Once it was painfully clear just how boring the present had become, and how certain it was the future would be, Lucilius decided to take the plunge and try one of the awful simulations that everyone gloated over. It would only take several minutes of real time to sample a few different realities, and since he had a nostalgic penchant for history, Lucilius decided to try one of the ancestor simulations.
He walked into the simulator entrance with a sigh, initiating a telecommune with the present OS and transferred the few credits required to sample half a dozen lifetimes. An array of dreamlike centuries manifested in his mind, the time collapsing into scents, tastes and flutters of light flashing from thousands of recorded positions through which the sun and earth had once passed.
Lucilius, feeling lethargic and not a little bummed about knowing the future so well, haphazardly picked a handful of different lives, barely paying attention to their content. His mind swam through the selection like the hand of a god whimsically building creatures to populate universes.
As he selected his credit count ticked away until he was out.
A body maintenance pod emerged from the simulator’s vault and Lucilius sauntered over to it and leaned back into the comfortable padding.
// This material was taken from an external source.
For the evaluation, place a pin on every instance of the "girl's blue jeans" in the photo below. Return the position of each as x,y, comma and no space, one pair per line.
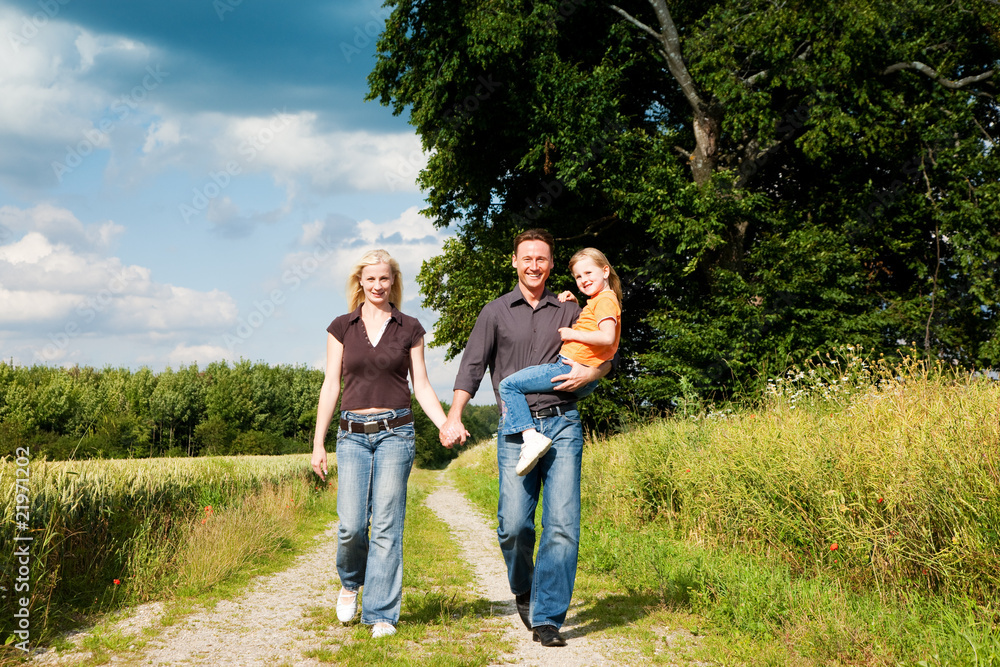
515,415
The OS requested a confirmation for a start sequence and Lucilius sighed one more time, flinging his encrypted pass-thought into the network.
Then everything went dark.
Fourteen years later, Lucilius was slouched over a thick book open on his desk. The voice of a jaded teacher droned on at the front of the classroom. Lucilius glanced at the clock, calculating the time left and realized that it had only been two minutes since he’d last looked at the clock. He couldn’t believe how bored he was and he couldn’t wait for the school day to end.